Teaching Practice
My performance and activist practices have always been in dialogue with the community through regular live encounters that aim to foster an emotionally visceral and anti-colonial relationship between the body and its empirical history. These encounters have happened in the form of workshops, regular courses, and activist interventions. Below are three examples of how I currently deliver this practice.
ACCESS + ETHICS STATEMENT
As a white, queer artist I am intent on facilitating an anti-racist, anti-ableist, anti-imperialist space. While I do not believe in completely safe or accessible spaces, I do believe in safer and more accessible spaces, and each encounter is an opportunity to reconsider the ways in which barriers exist. Accountability practices are central to the way I facilitate experiences, and I welcome dialogue throughout from the participants as unforeseen problems may come up. However, it is also important to note that I am an artist and activist, but not a therapeutic practitioner and not qualified to facilitate such a process. While these practices do not avoid the topics of trauma and healing, on the contrary, it is also important to remember that these are community spaces and that prior self care and individual responsibility are important factors when entering a space where difficult subject matter may be touched upon. While often impossible to predict the various triggers that may occur, boundaries and social sensitivity are also part of the learning process and I ask participants to be open to navigating this together, as I also continue to encounter new questions, difficulties, and areas of growth in the process of teaching.
Performance Strategies for the Activist Artist
This workshop is done as a longer session over the course of at least 3 days in which I share my performance making methods with the participants.
We will first work together on the means of writing and developing a concept of their own political and artistic interests with an attentive consideration for ethics and accountability as an essential part of this process. I will explain the method through which I decide how to shape my own urgencies into performative proposals and the editing process I go through in order to arrive at an empirical perspective that has larger political relevance without relying on appropriation or co-optation. Participants may decide if they wish to work in groups, duos, or alone depending on the intersection of their urgencies.
We then migrate to doing. I will offer a series of body research and writing tools to instigate the creation of a comprehensive archive of different actions and self authored texts for each participant's concept. We will also think further through the ethical ways of using sites of reference and inspiration from other artistic works, visual political phenomenon, or historical imagery. The participants will work through this material within the group, sharing and discussing the research in order to understand its impact, deepen its relevance, and transform its function.

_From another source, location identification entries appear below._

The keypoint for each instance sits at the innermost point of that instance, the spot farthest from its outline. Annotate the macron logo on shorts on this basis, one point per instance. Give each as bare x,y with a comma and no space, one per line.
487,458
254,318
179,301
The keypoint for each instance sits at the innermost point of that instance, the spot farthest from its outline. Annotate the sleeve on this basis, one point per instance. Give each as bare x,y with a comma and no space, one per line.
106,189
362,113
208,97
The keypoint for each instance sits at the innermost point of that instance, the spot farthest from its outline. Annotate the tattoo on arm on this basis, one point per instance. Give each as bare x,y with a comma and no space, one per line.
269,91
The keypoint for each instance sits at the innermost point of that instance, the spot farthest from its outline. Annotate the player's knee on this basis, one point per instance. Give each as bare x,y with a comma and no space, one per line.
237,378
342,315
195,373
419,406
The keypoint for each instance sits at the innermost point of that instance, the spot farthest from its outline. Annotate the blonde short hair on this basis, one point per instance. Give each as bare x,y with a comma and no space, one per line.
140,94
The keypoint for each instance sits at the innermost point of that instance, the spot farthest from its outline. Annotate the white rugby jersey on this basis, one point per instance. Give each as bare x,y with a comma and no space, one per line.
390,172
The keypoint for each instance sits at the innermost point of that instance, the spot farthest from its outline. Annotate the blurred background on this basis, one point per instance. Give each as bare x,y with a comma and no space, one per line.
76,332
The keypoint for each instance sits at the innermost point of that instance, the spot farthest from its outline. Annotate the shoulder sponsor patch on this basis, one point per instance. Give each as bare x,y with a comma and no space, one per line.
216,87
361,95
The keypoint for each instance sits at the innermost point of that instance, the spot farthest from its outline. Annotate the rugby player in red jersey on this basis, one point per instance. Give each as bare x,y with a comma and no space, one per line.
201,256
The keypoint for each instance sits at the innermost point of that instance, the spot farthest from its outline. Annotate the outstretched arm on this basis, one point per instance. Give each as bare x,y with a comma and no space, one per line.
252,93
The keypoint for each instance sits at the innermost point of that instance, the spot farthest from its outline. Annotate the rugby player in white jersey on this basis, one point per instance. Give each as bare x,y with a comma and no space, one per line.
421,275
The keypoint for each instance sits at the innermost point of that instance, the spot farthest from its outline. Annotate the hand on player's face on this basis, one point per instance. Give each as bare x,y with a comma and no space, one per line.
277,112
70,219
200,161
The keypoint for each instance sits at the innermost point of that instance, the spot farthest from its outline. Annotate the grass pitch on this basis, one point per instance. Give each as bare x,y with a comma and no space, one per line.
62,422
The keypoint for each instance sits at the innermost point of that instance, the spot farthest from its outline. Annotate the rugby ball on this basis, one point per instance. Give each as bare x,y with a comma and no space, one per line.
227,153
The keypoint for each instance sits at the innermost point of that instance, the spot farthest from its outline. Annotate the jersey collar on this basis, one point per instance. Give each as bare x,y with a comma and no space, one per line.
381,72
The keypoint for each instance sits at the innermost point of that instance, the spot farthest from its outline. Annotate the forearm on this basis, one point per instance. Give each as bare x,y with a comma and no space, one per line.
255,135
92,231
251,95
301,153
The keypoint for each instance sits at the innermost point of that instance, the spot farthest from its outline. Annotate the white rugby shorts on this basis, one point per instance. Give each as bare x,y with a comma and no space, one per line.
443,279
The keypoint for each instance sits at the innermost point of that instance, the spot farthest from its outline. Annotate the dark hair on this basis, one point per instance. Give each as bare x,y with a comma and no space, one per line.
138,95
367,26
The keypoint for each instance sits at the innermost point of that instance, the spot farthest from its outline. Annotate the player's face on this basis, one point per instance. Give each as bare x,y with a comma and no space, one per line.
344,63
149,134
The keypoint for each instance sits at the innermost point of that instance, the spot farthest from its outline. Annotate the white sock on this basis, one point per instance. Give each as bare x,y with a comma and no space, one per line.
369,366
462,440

The final stage of the workshop involves the composition of a performance draft which will be shared with the group.
Image: Ebullient Films

Archiving the Body
"Archiving the Body” is an artistic approach to the body as a site of memories, of historical counter-evidence, a living archive. This practice looks at the body as a site of repression and carcerality in the nation state, and provides tools to research what the body knows, remembers, and feels outside of those impositions. The body is proposed as its own source of critical evidence in the lived experience of each person, a site which must be excavated and utilized in order to resist an oppressive social order.

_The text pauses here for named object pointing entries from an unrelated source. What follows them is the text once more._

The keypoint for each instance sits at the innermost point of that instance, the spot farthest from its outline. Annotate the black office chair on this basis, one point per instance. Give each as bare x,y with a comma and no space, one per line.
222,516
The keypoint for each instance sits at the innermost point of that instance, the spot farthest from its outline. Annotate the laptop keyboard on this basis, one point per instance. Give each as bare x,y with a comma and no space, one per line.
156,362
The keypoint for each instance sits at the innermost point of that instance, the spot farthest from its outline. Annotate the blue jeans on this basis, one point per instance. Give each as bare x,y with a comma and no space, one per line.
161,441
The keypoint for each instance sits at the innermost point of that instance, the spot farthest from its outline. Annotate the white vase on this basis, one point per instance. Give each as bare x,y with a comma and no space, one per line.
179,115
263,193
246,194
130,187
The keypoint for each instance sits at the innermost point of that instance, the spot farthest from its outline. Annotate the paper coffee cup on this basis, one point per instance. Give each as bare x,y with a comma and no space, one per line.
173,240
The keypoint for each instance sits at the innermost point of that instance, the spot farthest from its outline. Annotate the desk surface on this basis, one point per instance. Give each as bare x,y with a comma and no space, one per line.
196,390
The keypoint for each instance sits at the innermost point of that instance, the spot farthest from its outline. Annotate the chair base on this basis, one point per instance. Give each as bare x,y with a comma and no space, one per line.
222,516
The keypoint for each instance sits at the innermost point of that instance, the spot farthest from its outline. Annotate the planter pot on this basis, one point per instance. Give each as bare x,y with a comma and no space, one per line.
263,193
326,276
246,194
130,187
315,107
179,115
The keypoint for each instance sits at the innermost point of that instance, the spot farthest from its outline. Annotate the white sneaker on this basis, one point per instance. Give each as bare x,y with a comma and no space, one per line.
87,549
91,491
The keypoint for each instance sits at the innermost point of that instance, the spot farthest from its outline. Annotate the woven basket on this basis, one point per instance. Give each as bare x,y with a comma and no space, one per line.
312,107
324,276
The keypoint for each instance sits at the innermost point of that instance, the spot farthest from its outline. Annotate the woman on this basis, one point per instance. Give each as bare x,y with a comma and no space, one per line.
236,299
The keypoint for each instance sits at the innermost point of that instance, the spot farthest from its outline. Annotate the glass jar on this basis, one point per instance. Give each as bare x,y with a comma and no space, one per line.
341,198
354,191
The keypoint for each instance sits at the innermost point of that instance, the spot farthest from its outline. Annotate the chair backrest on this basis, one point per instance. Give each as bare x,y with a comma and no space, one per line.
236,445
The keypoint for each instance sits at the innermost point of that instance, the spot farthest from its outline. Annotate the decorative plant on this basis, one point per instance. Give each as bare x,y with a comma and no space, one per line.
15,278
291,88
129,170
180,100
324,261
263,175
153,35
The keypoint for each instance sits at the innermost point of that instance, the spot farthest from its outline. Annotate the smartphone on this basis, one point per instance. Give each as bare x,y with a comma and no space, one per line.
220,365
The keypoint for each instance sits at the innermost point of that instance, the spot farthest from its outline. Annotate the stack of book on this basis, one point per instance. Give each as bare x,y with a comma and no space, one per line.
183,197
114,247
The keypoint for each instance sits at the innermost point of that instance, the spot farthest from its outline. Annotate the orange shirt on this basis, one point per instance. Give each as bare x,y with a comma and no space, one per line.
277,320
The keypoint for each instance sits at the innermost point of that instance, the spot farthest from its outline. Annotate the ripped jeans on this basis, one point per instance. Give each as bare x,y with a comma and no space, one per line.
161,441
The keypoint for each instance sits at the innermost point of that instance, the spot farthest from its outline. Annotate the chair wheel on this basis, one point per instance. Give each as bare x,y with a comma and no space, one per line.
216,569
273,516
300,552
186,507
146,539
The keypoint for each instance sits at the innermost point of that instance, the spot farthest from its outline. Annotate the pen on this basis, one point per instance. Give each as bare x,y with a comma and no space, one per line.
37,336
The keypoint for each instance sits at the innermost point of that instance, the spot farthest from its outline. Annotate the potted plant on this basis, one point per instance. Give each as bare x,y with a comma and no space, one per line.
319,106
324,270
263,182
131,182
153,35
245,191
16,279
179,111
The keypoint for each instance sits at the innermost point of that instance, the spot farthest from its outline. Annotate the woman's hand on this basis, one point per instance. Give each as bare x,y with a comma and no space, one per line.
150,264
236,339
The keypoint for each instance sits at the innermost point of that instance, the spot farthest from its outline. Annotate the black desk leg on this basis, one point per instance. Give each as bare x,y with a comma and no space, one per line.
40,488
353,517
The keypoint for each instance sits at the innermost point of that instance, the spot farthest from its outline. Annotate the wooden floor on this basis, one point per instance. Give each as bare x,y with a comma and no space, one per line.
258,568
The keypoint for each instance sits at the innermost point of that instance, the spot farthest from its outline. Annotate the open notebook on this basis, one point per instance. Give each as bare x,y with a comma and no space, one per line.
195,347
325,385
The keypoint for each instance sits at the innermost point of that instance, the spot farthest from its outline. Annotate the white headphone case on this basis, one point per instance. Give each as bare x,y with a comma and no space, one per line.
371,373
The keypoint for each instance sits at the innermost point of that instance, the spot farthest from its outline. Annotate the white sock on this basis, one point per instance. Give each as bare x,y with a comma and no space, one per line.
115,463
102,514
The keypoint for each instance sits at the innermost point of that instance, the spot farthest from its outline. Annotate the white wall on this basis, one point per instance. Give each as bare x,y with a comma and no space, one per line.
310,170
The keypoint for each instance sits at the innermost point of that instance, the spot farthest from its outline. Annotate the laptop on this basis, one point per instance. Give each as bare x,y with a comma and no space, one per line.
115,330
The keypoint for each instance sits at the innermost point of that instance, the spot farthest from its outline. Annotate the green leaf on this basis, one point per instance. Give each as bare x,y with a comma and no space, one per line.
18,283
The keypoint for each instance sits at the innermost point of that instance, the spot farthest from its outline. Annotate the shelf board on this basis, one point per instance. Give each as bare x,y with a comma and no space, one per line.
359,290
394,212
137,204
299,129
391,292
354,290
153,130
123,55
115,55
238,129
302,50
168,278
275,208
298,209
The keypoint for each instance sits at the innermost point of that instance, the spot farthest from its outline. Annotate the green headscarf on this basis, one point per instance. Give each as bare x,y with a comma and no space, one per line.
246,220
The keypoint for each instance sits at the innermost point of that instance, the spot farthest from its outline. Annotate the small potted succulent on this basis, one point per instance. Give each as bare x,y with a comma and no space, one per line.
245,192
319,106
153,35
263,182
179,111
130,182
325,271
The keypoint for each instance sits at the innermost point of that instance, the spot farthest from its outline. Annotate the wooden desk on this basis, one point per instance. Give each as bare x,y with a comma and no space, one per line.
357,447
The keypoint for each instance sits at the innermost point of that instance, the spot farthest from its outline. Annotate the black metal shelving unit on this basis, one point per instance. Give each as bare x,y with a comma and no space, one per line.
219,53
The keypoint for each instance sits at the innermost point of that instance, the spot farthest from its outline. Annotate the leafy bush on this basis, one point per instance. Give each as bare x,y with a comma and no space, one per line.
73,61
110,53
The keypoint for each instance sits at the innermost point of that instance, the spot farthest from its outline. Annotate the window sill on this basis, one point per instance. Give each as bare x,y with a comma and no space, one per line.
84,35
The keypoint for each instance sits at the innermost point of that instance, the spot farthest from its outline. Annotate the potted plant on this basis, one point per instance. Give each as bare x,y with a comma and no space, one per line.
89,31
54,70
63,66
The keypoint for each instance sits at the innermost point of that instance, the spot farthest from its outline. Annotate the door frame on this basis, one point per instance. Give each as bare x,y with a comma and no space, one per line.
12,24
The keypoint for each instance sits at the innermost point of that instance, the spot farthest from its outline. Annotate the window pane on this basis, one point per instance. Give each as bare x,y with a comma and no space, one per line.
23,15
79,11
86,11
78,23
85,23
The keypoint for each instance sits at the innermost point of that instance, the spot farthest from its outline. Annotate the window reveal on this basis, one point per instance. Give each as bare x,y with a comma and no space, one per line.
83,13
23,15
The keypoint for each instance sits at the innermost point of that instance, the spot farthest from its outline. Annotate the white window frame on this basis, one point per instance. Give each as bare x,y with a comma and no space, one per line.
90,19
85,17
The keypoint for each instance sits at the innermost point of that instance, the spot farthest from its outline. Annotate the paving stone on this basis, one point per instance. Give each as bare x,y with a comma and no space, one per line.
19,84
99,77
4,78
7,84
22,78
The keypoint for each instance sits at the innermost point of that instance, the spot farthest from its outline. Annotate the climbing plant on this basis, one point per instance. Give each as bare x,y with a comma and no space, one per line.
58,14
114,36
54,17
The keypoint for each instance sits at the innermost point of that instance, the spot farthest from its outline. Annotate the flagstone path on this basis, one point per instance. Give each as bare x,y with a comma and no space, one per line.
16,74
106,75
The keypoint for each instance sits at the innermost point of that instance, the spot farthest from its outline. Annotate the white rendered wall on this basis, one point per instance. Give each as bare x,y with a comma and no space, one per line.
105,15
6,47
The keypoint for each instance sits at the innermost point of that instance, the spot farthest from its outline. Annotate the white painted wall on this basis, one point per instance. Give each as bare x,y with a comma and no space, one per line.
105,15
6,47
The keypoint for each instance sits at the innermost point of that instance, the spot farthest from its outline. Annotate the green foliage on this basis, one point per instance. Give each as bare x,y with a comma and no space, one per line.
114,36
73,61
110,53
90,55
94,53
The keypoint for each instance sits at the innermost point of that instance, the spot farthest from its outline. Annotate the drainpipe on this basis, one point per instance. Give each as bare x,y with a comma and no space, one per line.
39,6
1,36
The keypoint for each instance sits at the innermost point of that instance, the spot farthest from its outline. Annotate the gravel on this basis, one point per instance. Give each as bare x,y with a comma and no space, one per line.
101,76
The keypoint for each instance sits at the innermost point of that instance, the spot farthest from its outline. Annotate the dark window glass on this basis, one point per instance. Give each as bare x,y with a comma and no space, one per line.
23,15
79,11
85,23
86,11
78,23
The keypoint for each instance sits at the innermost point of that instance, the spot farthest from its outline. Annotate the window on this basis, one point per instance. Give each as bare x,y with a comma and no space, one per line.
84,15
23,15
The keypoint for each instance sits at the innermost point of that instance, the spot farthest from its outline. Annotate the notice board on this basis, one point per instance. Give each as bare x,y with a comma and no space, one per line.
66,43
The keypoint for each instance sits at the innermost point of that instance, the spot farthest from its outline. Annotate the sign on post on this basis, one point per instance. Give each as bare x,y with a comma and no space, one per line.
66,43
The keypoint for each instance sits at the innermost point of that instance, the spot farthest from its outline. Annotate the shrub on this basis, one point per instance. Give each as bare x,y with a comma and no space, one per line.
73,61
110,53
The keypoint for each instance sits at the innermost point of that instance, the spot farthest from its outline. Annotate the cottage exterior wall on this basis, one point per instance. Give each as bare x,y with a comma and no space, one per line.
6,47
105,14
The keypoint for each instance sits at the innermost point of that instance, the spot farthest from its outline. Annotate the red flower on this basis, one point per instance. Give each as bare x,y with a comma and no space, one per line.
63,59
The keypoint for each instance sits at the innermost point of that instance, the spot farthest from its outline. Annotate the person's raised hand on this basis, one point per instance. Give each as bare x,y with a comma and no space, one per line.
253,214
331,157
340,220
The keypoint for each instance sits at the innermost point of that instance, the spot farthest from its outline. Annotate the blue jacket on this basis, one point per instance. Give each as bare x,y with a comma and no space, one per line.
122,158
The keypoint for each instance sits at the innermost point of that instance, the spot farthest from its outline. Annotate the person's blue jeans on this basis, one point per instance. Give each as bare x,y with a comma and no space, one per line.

The workshop brings the autobiographical into politically active critique. We will work with both movement improvisation methods and writing prompts as collaborative tools. Beginning with individual research, we will move into duo and group work as the workshop progresses, questioning how our individual histories can maintain their integrity, while also transforming through the act of collective resistance and community building.
No dance experience is necessary to attend, although some experience of being in the body through a somatic practice is generally useful.
Image: Rudi Berr

Improvisation and Instant Composition
This course has been developed in dialogue with my decades of experience in the field of contemporary dance practices, and the improvisatory and compositional tools I continue to use when researching the body. The course aims to inspire emotional and physical promiscuity in the body and the development of an intuitive personal movement language.

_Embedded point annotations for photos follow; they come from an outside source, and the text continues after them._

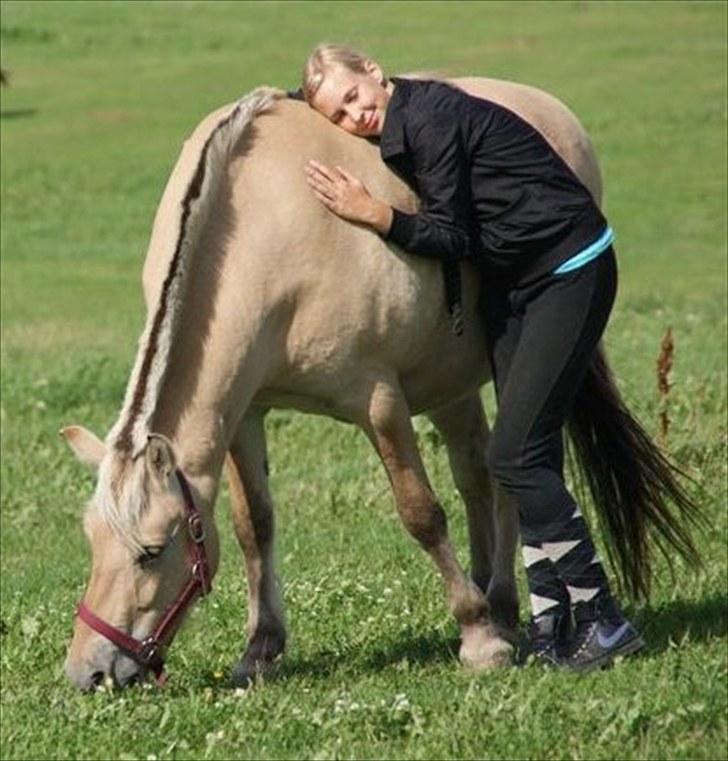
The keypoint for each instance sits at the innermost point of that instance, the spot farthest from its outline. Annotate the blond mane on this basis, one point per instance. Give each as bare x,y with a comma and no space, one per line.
120,488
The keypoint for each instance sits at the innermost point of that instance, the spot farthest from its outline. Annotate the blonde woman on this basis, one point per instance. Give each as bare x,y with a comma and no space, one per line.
493,190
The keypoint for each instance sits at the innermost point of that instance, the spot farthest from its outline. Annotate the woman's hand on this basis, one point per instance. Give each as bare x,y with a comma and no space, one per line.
347,196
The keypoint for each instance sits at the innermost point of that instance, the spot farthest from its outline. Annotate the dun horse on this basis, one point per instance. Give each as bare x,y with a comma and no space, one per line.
258,298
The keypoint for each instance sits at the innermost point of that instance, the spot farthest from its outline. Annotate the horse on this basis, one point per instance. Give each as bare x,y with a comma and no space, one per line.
259,298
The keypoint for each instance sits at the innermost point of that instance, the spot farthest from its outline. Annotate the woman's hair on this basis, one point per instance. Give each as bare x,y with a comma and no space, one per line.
323,57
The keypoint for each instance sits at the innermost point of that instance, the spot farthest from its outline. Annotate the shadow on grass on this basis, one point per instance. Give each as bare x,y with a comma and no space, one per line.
696,620
17,113
410,647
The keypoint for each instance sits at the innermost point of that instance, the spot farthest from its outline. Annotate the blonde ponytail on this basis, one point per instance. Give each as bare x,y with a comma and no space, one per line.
323,57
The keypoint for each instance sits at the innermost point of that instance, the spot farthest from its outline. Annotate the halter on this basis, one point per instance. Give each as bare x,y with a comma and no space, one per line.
149,652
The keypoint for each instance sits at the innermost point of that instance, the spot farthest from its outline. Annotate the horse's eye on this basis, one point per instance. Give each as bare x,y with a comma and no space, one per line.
150,554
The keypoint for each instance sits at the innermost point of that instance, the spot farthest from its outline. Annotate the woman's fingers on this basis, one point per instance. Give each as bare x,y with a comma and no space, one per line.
346,175
323,187
318,168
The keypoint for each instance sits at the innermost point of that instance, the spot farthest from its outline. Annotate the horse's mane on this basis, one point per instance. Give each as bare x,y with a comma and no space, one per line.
129,434
120,492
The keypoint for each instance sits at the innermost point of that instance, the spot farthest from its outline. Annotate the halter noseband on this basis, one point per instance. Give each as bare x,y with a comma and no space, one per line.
149,652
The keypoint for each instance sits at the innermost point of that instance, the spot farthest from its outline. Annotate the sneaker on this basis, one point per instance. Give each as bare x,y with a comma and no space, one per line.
548,638
601,634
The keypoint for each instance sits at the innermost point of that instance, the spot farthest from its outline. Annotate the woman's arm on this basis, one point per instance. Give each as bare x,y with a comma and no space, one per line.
440,229
442,174
347,197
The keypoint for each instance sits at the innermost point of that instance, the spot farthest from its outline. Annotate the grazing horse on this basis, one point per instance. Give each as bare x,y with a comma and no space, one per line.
259,298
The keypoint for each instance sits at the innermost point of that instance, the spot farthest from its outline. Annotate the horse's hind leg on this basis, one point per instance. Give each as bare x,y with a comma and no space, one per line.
492,516
389,426
252,511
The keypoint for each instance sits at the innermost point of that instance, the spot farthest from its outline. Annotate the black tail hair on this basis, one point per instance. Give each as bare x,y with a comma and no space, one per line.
631,482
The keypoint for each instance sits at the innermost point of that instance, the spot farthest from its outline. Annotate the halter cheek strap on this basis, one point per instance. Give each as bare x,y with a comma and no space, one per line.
149,652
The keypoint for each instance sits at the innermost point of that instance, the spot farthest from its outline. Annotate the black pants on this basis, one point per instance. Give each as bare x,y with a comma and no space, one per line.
541,339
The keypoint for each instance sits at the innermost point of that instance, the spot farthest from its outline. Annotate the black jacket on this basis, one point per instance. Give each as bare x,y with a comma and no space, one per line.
491,187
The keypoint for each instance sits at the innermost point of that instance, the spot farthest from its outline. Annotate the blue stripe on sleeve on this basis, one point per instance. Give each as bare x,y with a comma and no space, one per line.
584,256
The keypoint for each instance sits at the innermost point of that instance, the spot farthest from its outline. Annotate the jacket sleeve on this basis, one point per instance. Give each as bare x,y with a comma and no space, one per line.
440,230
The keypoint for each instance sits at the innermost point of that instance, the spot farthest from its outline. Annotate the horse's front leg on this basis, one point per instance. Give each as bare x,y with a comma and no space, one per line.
389,427
492,515
252,511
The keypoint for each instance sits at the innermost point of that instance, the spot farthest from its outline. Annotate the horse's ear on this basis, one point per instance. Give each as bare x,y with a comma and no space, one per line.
160,458
87,447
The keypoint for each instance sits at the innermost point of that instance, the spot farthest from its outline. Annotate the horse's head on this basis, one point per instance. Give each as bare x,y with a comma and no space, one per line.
152,554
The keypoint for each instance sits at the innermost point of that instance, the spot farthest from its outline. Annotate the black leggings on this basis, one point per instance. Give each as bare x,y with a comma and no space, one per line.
541,338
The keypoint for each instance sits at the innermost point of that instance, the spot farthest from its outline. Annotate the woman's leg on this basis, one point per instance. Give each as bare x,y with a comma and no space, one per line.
503,320
561,321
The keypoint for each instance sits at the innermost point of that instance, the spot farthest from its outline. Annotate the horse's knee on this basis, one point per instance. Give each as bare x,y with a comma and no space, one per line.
425,520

The course begins with a 40 minute warm up in which we begin with a particular theme that will take us through the rest of the session. The warm up takes us through the entire body, beginning with self touch, descriptive imagery, and an awareness of the space before developing into fully visceral movement language that responds to an audio-visual guided experience. The 40 minutes begins in stillness and ends in a dynamic embodied experience.
In the last half of the class we continue to develop on the theme of the day and the language discovered in the warm up. Through a series of tasks, the participants will work both individually and in groups to develop instant compositions and the capacity to choreograph the body in space as an intuitive and emotionally sensitive community practice.